I am trying to add some additional aggregate functions to the Seq module. I was looking at the implementation of some of the functions listed here:
https://github.com/fsharp/fsharp/blob/master/src/fsharp/FSharp.Core/seq.fs
One of the disclaimers there is "This function returns a sequence that digests the whole initial sequence as soon as that sequence is iterated. As a result this function should not be used with large or infinite sequences." This is true of many functions, such as the GroupBy.
First question: are there methods to write aggregate functions that can handle large sequences efficiently? I know "Large" is subjective; I'm just looking for general patterns to write such functions.
Second question: how do I ensure that the collections such as Dictionary(that are defined within the aggregate functions) are garbage collected efficiently? I understand Dictionaries should be collected when they go out of scope, but is there a way to indicate that explicitly? Given that the dictionary is scoped to remain within the function, I cant call .Clear() on that either right?
To answer your first question - In this case, the problem with large inputs is that the entire sequence has to be processed before functions like fold
or groupBy
can give result. There are a few things you can do:
Use functions like Seq.scan
that aggregate values just like fold
but yield current state after adding every element - the result is also sequence and you can laziliy consume it (and get more and more precise result, for example).

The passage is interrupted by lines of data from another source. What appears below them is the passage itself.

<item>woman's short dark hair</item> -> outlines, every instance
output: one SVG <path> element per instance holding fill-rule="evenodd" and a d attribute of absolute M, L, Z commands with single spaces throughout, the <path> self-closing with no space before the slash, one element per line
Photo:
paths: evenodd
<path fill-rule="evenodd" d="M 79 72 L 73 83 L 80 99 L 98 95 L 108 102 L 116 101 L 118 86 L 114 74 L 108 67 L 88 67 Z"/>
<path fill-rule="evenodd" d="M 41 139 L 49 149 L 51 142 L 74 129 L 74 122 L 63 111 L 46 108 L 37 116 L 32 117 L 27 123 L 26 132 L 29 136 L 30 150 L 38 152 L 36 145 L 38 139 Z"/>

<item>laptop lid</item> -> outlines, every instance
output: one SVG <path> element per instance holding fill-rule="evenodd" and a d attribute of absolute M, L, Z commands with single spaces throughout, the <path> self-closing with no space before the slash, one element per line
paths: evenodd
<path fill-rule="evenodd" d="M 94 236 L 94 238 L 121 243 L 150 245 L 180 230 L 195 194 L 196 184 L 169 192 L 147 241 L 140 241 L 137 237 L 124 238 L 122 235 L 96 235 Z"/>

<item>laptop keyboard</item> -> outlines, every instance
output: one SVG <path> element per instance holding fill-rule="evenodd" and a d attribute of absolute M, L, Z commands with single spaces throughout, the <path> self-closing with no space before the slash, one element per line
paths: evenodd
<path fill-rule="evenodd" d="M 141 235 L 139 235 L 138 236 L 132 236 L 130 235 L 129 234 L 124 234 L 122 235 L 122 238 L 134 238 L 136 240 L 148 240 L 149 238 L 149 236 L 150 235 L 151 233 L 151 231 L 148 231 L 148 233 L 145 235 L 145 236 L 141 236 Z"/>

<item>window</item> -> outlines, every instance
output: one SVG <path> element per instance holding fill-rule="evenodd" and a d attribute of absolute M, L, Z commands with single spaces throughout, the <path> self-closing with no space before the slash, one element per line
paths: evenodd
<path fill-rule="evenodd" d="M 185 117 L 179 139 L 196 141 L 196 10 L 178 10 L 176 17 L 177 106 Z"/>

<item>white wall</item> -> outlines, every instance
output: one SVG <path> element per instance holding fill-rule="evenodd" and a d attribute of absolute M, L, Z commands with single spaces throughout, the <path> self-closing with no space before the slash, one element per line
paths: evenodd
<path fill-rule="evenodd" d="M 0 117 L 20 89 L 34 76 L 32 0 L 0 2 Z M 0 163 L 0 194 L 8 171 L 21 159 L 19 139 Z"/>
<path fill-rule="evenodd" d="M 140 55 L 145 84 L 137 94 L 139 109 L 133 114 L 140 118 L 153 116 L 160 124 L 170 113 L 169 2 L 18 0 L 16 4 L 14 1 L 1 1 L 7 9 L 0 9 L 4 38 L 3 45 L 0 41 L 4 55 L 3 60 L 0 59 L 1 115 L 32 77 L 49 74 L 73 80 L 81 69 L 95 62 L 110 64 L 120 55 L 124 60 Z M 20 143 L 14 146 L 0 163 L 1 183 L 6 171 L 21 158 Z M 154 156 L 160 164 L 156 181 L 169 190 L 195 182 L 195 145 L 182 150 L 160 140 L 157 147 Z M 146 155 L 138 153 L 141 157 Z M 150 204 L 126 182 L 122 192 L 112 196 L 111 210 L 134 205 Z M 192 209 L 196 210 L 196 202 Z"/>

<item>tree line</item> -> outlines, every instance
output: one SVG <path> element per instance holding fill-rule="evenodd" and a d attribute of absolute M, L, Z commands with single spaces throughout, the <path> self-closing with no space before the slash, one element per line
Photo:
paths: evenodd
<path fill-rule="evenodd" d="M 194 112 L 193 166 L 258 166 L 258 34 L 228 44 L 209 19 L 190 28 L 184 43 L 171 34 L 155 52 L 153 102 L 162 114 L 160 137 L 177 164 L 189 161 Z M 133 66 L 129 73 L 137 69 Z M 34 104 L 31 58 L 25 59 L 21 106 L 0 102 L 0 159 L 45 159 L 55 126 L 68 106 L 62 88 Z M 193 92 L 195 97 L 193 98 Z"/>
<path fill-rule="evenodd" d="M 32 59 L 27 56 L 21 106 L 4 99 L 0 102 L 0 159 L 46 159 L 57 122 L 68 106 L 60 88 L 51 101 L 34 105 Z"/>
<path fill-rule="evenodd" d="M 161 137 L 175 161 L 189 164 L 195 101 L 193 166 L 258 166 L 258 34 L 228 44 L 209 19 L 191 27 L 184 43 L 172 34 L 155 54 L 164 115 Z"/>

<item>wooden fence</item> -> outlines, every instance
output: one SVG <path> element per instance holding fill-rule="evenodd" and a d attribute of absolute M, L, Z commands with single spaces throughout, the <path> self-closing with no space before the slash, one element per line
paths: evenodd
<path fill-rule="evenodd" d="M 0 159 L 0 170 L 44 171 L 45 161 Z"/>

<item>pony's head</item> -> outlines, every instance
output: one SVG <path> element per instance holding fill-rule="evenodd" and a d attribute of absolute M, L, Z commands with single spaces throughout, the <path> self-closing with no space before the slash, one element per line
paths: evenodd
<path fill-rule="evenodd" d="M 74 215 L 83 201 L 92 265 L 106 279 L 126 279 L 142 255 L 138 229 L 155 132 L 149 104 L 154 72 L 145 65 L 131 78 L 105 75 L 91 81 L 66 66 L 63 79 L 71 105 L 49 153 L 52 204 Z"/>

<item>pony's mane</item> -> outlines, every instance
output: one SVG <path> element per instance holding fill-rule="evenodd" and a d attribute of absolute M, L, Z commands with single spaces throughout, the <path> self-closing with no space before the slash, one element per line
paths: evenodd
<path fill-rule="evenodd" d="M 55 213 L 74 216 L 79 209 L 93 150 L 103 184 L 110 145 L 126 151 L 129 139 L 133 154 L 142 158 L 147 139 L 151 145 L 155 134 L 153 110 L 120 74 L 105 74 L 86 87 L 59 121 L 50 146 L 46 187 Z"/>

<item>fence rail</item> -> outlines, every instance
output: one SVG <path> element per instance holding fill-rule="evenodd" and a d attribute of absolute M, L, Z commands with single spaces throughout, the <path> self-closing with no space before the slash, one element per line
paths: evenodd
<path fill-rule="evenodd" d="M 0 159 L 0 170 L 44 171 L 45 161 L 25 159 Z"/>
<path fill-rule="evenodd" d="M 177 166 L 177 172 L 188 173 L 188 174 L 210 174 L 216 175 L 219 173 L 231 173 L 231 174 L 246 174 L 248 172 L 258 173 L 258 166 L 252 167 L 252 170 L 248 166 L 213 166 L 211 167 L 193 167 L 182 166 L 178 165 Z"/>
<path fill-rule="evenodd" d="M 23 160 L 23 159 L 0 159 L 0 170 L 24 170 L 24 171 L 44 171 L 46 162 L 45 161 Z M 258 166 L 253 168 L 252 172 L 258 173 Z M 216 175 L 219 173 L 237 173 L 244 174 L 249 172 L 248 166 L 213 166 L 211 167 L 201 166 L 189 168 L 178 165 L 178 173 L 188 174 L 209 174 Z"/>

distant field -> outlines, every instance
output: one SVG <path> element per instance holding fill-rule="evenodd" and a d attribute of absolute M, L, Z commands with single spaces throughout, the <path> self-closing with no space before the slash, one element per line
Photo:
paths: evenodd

When writing functions that return seq<'a>
, you should design them so that getting the next element from the sequence only consumes some predictable number of elements of the input (but not the whole input sequence). This is not possible e.g. for groupBy
, but you can write grouping-like construct that groups only adjacent elements of the same group.
To answer the second question - you shouldn't generally worry about garbage collector too much. Forcing garbage collection at the end of function would probably cause more harm than just relying on the GC to work well.